Measuring and Modeling Water Sorption in Amorphous Indomethacin and Ritonavir.

The amorphous state of an active pharmaceutical ingredient (API) enhances its water solubility compared to its crystalline state. However, it is well known that amorphous substances can absorb significant amounts of water therewith inducing API recrystallization. This work explores methods to obtain reliable information about water sorption in amorphous APIs and its modeling. Experimental water-sorption curves over a broad humidity range were obtained by measuring the mass increase of well-defined films of amorphous APIs.

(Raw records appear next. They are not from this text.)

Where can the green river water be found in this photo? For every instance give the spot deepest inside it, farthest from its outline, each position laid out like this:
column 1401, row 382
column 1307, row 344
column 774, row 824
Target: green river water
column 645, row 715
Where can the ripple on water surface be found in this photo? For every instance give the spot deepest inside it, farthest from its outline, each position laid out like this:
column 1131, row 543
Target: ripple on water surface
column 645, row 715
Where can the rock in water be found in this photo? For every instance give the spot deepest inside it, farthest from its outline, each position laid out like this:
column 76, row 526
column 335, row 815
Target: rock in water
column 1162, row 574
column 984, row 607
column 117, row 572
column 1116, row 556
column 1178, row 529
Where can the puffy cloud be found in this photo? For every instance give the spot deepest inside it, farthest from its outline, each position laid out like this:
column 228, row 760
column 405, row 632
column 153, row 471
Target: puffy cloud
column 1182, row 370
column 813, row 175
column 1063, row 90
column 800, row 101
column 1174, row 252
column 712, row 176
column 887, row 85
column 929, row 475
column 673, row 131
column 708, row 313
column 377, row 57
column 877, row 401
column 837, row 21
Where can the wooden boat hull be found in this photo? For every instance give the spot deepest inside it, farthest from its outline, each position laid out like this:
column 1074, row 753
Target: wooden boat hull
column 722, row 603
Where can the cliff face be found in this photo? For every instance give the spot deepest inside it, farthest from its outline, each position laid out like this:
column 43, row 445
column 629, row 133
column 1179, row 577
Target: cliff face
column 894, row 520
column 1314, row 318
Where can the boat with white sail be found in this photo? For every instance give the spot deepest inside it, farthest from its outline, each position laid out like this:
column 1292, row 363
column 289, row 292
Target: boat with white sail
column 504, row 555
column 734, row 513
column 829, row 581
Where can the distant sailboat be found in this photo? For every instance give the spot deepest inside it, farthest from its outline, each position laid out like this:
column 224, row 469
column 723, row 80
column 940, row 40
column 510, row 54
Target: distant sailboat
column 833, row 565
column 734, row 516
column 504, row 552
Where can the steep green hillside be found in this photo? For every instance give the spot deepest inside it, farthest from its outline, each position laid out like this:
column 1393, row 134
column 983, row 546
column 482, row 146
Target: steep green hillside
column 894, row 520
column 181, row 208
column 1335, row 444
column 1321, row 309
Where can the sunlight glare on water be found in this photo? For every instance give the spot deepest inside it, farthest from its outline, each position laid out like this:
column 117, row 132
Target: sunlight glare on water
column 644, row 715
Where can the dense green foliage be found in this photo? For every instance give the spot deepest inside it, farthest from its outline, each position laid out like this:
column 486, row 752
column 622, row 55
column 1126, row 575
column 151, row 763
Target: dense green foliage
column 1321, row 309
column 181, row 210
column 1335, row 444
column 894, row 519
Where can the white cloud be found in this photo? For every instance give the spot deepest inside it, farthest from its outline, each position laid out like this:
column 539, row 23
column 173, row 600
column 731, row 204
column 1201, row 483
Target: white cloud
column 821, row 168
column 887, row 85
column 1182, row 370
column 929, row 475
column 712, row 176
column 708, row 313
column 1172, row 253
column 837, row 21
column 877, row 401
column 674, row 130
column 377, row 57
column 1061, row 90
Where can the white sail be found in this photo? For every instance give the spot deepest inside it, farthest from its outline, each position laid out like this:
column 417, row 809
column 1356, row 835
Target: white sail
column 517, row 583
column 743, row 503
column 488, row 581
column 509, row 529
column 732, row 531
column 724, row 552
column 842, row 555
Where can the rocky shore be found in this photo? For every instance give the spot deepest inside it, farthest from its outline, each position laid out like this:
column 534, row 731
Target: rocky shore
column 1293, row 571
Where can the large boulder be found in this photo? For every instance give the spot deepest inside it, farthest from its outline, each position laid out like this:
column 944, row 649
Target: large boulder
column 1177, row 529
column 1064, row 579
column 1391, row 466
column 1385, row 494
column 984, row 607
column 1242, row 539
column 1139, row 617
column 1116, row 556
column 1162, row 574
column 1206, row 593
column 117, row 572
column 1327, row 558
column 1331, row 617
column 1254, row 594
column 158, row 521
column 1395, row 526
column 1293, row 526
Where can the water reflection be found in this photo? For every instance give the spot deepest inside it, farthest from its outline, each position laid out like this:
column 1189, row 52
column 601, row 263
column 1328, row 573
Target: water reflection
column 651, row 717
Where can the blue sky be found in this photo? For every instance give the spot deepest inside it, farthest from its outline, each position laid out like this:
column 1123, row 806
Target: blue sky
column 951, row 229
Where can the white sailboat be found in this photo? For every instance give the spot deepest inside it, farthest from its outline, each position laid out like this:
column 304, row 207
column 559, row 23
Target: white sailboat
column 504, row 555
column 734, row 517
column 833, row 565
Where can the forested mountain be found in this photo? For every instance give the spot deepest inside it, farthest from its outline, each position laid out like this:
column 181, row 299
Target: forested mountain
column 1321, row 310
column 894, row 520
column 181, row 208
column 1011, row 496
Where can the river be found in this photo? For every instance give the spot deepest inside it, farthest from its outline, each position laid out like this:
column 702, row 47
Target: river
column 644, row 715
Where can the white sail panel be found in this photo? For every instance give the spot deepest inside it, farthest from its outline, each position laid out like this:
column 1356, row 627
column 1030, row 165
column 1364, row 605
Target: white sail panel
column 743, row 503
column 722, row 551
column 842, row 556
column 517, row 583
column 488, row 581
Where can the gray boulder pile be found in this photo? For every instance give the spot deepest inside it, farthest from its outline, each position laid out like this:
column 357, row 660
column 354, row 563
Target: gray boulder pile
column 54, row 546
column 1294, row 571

Water-sorption isotherms modeled using perturbed-chain statistical associating fluid theory (PC-SAFT) showed better accordance with the experimental data than those obtained using the Flory-Huggins model. Crank's diffusion equation was used to describe the water-sorption kinetics providing Fickian diffusion coefficients of water in indomethacin and in ritonavir. Stefan-Maxwell diffusion coefficients were obtained by converting Fickian diffusion coefficients using water activity coefficients obtained from PC-SAFT. Finally, the free-volume theory was applied to explain the persistent water concentration dependency of the Stefan-Maxwell diffusion coefficients.